La indiferencia duele más que la pobreza. Y en este país, los jubilados de la educación cargan ambas. Son ellos quienes nos enseñaron a juntar las letras, a descifrar el mundo, a no confundir justicia con favor. Y, sin embargo, hoy tienen que salir a la calle a recordarnos que el derecho no se ruega, se respeta.

No piden lujos, no piden milagros: piden dignidad. Esa palabra que parece estar borrada de los diccionarios de nuestros gobernantes.

Quizá lo más triste de todo es que se repite una historia vieja: en el Perú la gratitud llega tarde, o no llega. La historia está llena de héroes a los que se les coloca estatuas cuando ya están muertos, pero a los que en vida se les negó hasta el pan.

Lo mismo pasa con los maestros: se les aplaude en discursos, se les nombra en efemérides, pero cuando toca pagarles lo que corresponde, se busca la letra pequeña, la excusa perfecta, el tecnicismo que enfría la justicia.

El Congreso ya aprobó la ley. El respaldo técnico y político está. Solo falta la rúbrica de un Ejecutivo que parece más preocupado por sobrevivir al día a día que por honrar a quienes sostuvieron al país durante décadas en las aulas.

Y mientras tanto, los jubilados vuelven a las calles, no porque quieran, sino porque no les queda otra.

Qué ironía cruel: ellos, que enseñaron la importancia de la palabra, ahora tienen que gritar para ser escuchados. Ellos, que nos educaron en valores, ahora tienen que recordarnos que la indiferencia es la peor forma de corrupción. Ellos, que nos formaron para no rendirnos, hoy nos dan la última lección: la dignidad se defiende hasta el final.

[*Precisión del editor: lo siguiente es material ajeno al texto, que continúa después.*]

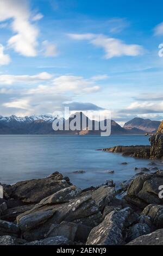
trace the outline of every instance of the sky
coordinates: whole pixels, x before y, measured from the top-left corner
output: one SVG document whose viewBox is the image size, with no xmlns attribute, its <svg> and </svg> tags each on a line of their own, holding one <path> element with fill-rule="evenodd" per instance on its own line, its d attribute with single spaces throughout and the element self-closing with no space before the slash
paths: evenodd
<svg viewBox="0 0 163 256">
<path fill-rule="evenodd" d="M 162 120 L 162 4 L 0 0 L 0 115 Z"/>
</svg>

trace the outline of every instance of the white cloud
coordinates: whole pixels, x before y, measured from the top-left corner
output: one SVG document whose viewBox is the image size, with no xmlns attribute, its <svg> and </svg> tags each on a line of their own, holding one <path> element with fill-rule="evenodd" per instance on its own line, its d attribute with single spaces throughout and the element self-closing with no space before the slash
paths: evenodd
<svg viewBox="0 0 163 256">
<path fill-rule="evenodd" d="M 49 42 L 48 41 L 42 42 L 43 54 L 46 57 L 54 57 L 58 54 L 55 44 Z"/>
<path fill-rule="evenodd" d="M 93 34 L 68 34 L 68 36 L 76 40 L 87 40 L 96 47 L 103 48 L 105 52 L 104 57 L 110 59 L 114 57 L 137 56 L 143 52 L 143 47 L 138 45 L 128 45 L 123 41 L 104 35 Z"/>
<path fill-rule="evenodd" d="M 91 79 L 94 81 L 104 80 L 109 78 L 108 75 L 98 75 L 97 76 L 92 76 Z"/>
<path fill-rule="evenodd" d="M 0 44 L 0 65 L 8 65 L 11 60 L 9 54 L 4 53 L 4 47 Z"/>
<path fill-rule="evenodd" d="M 29 100 L 27 99 L 20 99 L 14 100 L 10 102 L 7 102 L 2 104 L 2 106 L 14 108 L 20 108 L 22 109 L 29 109 L 30 108 L 29 105 Z"/>
<path fill-rule="evenodd" d="M 16 33 L 8 40 L 9 46 L 23 56 L 34 57 L 37 54 L 39 31 L 30 18 L 26 0 L 1 0 L 0 21 L 12 19 L 11 27 Z"/>
<path fill-rule="evenodd" d="M 41 13 L 38 13 L 32 18 L 34 21 L 39 21 L 43 17 L 43 15 Z"/>
<path fill-rule="evenodd" d="M 1 75 L 0 84 L 12 84 L 14 83 L 37 83 L 42 81 L 51 80 L 53 77 L 52 75 L 46 72 L 39 73 L 34 76 L 24 75 L 22 76 L 15 76 L 13 75 Z"/>
<path fill-rule="evenodd" d="M 160 23 L 154 28 L 154 34 L 155 35 L 163 35 L 163 22 Z"/>
</svg>

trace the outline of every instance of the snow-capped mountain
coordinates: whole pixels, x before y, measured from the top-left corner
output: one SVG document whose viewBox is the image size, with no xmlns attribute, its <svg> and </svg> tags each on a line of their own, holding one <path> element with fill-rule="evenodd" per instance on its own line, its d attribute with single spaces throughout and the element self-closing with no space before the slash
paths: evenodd
<svg viewBox="0 0 163 256">
<path fill-rule="evenodd" d="M 33 115 L 29 117 L 17 117 L 15 115 L 10 117 L 3 117 L 0 115 L 0 121 L 3 121 L 9 123 L 10 121 L 16 121 L 20 123 L 30 123 L 37 120 L 42 120 L 46 122 L 52 122 L 54 118 L 51 115 Z"/>
</svg>

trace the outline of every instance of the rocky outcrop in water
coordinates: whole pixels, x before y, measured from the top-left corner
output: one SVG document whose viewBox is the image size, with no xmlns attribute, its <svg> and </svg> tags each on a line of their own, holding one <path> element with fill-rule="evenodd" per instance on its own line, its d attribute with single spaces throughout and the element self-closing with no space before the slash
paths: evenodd
<svg viewBox="0 0 163 256">
<path fill-rule="evenodd" d="M 0 245 L 160 244 L 162 233 L 157 229 L 163 228 L 163 202 L 158 193 L 163 171 L 140 175 L 127 184 L 121 199 L 116 198 L 112 181 L 82 191 L 58 172 L 4 185 Z"/>
</svg>

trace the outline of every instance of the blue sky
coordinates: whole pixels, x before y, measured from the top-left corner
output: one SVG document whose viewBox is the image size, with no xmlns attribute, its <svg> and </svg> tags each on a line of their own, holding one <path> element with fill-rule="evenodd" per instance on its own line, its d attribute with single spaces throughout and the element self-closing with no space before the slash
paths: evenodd
<svg viewBox="0 0 163 256">
<path fill-rule="evenodd" d="M 163 119 L 161 1 L 1 0 L 3 115 Z"/>
</svg>

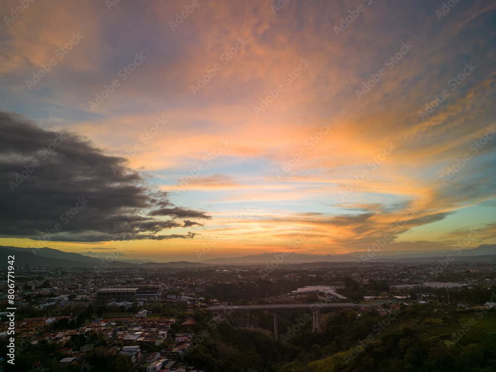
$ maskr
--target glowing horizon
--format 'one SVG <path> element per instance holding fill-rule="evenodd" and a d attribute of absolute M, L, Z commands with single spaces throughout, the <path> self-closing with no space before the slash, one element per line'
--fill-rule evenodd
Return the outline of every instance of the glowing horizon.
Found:
<path fill-rule="evenodd" d="M 5 21 L 0 108 L 211 217 L 176 216 L 156 235 L 192 238 L 133 241 L 126 258 L 338 254 L 385 234 L 384 251 L 440 250 L 471 229 L 466 248 L 496 243 L 494 2 L 49 2 Z M 0 245 L 122 243 L 69 235 Z"/>

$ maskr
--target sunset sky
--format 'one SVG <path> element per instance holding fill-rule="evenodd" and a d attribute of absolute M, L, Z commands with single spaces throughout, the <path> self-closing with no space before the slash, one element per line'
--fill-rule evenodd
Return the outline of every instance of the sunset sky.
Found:
<path fill-rule="evenodd" d="M 448 2 L 3 1 L 0 245 L 496 243 L 496 2 Z"/>

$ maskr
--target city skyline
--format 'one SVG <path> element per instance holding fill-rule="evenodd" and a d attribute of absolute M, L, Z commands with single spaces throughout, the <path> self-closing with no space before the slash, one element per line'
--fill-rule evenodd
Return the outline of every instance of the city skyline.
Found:
<path fill-rule="evenodd" d="M 496 5 L 452 2 L 7 1 L 0 245 L 496 243 Z"/>

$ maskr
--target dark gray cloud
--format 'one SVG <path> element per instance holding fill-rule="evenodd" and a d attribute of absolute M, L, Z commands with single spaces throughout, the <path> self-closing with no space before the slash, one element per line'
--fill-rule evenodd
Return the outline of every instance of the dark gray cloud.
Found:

Si la presidenta Boluarte tiene algo de sensibilidad, si aún le queda una pizca de decencia política, debería promulgar esta ley de inmediato. Porque cada día de espera no es solo un retraso administrativo: es un insulto, una humillación, un recordatorio de que en este país se gobierna como si los viejos sobraran.

Cuando un maestro protesta en la vejez, no es solo por él: es por la memoria de todos los que ya no pudieron esperar, por los que murieron aguardando que la justicia tocara a su puerta. Y si como sociedad no somos capaces de llorar con esa imagen, entonces es cierto lo que muchos dicen: estamos condenados a repetir la peor de las lecciones, la de la ingratitud.

Porque, al final, ¿qué clase de país somos si dejamos que quienes nos enseñaron a leer la palabra “futuro” mueran sin tener uno?